The white shirts of the musicians were like sails in the churning storm, which pushed napkins, wrappers, and takeout menus
through the air. The trash caught on the composers’ busts. In the distance the facades of the old fairground buildings swayed
in the wind, their bricks nacreous with rain. Gray waves sloshed over the pool’s rim. The thunder’s symphonic bombast
drowned out the quartet, and higher up the hillside, lightning struck a hubristic church spire. This was a storm to please
even the most opium-addled romantic, and I took my cue, escorting Molly into the foliage of a stout oak. We were not the first
to discover this bower; the tree’s trunk was scarred with the initials of our predecessors. I could have carved
M + S
there but I had no implement, only my hands, pruny from the weather.
Molly was pressed against the bark, flushed and breathing hard from the run. Her eyes glowed, bright and alien. I reached
for her slick thighs and lifted her. She always felt light to me.
“Listen,” I said. “If I don’t tell you this now, I’ll never say it.”
“You can say whatever you want.” She smiled. “It’s just you and me here.”
Her red hair blazed against the dark green leaves.
“When you were gone,” I said, “I was like a tourist in a strange city. No map, no itinerary, no landmarks.
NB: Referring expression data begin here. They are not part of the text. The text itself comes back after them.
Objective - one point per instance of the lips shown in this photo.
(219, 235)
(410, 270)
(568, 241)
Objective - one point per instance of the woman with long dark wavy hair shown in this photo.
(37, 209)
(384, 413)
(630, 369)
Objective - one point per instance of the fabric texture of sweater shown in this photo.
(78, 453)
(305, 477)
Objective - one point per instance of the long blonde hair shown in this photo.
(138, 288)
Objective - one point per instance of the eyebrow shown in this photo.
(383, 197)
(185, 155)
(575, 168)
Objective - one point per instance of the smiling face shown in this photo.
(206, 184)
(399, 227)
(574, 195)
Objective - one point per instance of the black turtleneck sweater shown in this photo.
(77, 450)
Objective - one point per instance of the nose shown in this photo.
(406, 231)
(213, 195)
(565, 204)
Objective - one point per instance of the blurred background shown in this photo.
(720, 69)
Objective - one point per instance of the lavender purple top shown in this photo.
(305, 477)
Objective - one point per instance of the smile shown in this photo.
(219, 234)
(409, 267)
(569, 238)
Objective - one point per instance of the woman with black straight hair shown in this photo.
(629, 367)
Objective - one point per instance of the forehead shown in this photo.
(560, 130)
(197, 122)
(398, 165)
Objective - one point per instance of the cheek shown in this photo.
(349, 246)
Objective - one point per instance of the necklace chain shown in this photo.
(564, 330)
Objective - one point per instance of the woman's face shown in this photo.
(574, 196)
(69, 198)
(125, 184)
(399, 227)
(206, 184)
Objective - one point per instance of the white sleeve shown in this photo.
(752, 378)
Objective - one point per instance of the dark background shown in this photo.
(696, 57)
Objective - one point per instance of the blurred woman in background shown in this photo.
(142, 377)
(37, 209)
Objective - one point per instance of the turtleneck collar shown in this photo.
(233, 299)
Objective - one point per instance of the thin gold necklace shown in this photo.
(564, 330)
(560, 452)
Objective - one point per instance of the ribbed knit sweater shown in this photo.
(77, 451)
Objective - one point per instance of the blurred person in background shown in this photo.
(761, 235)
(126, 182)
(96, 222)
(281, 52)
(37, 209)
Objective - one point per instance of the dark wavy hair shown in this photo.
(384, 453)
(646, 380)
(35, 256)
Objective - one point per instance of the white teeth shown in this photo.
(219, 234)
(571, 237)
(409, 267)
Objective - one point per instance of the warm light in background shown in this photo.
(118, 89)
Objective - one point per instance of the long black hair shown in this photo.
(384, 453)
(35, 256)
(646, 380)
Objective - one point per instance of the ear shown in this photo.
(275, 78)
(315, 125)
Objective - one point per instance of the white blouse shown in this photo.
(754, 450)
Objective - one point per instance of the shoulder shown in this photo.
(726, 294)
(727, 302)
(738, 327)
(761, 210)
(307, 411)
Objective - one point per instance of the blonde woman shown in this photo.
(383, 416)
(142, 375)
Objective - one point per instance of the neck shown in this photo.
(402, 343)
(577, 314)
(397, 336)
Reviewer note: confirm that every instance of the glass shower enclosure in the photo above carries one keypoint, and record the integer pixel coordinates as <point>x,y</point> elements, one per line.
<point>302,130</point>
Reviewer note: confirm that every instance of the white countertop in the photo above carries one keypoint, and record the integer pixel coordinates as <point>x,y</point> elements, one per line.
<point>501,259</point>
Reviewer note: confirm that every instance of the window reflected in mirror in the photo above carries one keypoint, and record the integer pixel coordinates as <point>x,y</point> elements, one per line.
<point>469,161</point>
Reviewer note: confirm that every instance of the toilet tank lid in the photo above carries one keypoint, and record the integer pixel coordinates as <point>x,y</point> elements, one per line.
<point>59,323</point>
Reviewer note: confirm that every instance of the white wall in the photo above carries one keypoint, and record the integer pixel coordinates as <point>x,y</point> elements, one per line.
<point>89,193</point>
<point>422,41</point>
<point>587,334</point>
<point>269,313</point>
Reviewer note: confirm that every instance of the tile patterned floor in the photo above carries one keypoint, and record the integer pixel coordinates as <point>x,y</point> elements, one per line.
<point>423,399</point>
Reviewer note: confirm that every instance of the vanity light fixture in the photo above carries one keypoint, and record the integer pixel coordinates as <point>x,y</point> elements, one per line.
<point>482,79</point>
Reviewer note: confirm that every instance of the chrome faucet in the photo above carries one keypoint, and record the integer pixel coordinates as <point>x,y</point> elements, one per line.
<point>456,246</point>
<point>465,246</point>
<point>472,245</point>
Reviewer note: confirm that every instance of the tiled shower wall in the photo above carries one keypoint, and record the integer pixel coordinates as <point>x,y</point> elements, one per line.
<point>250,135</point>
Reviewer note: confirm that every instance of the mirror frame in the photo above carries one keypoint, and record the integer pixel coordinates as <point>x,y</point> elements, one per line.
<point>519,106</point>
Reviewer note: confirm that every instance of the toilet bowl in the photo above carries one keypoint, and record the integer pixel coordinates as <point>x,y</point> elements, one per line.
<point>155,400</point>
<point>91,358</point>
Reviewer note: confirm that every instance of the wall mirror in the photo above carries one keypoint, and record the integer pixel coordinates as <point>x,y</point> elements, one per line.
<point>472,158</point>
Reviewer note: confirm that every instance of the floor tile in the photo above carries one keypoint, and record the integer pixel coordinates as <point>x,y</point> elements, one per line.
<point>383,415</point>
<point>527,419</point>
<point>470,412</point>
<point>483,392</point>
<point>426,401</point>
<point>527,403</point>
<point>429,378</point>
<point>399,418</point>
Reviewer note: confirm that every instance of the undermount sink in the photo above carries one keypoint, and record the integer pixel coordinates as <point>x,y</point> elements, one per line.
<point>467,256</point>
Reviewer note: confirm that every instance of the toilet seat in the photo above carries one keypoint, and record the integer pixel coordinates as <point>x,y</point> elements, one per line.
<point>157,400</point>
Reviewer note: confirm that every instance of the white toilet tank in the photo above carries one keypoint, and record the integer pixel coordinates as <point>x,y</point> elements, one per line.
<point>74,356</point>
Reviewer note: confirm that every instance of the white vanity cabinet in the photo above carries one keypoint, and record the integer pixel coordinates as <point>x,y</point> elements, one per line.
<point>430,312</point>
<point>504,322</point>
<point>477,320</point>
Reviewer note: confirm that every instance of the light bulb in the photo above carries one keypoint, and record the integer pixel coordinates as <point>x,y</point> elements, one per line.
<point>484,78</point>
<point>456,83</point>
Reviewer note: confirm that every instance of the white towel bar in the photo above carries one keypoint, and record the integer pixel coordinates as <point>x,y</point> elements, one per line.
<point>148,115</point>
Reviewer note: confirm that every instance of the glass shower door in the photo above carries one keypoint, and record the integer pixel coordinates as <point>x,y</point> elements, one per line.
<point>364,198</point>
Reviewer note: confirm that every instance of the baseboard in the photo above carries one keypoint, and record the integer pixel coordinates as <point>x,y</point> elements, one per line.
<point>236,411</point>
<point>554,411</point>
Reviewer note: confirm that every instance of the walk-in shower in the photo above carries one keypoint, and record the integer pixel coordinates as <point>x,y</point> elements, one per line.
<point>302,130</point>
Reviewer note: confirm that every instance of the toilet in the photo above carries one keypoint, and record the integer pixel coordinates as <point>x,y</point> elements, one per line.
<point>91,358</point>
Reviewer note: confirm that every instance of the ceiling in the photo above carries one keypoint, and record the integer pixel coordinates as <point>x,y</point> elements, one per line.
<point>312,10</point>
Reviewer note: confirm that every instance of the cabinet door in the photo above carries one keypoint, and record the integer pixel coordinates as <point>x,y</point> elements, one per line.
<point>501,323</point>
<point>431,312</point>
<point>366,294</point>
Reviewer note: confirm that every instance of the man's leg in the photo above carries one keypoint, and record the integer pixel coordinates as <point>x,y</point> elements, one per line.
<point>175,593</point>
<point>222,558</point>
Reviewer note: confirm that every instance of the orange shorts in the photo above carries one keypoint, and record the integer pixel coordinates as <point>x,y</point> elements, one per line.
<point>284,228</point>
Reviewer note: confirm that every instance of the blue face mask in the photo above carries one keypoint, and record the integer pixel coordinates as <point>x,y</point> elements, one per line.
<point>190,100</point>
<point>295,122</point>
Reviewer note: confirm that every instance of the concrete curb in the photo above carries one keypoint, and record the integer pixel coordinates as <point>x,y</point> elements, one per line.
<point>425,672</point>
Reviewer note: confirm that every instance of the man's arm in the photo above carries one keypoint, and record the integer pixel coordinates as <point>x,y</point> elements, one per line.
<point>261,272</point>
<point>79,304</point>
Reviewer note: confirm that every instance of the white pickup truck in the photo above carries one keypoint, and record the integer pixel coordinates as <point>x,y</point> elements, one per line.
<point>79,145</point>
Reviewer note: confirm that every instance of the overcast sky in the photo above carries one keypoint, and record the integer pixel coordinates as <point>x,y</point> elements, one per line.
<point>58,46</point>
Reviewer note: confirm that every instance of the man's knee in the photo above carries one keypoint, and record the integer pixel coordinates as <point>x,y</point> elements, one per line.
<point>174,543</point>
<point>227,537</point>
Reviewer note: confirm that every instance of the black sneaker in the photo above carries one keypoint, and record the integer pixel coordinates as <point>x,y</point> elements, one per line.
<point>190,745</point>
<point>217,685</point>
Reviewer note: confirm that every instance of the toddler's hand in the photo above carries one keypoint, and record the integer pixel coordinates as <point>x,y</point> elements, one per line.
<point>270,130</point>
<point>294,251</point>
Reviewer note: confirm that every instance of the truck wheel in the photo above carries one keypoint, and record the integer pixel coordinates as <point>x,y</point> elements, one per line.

I was a guy with
a camera around his neck strolling around in bad shorts.”
She looked at me affectionately from the heights, like a teacher amused by an improbable excuse. “And I’m your map?” she asked.
“You’ll fold me in your pocket?”
“No,” I said. “You’re my reason.”
“Well we wouldn’t want you to go
mad
,” she said before I stopped her short with a kiss, my lips coming away wet. I held her there against the crude and malapropic
slogans of eternal love and asked my question. Could she feel them, the shape of the names, the curved humps of a heart, digging
into her back? I wanted my words to be as tactile as those inscriptions. Water dripped from the leaves or her eyes.
“And if I say yes you’ll let me down,” she said.
“Probably.” I laughed.
She descended, her lips brushing my ear as she whispered, and when I heard the sound I’d dreamed her saying, the one syllable
with its sibilant end, I collapsed in bliss, landing in the mud beneath my shrieking fiancée. The happiest moment of my life
took place in a puddle. I hadn’t even brought a ring, but in Molly’s presence I felt forgiven. She could make me forget myself
and where I was; she brought me my only feelings of ecstasy. Looking at her, I was no more aware of my murky bed than the
background through the canopy: the distant facades, the pavilion, and the vacant stage.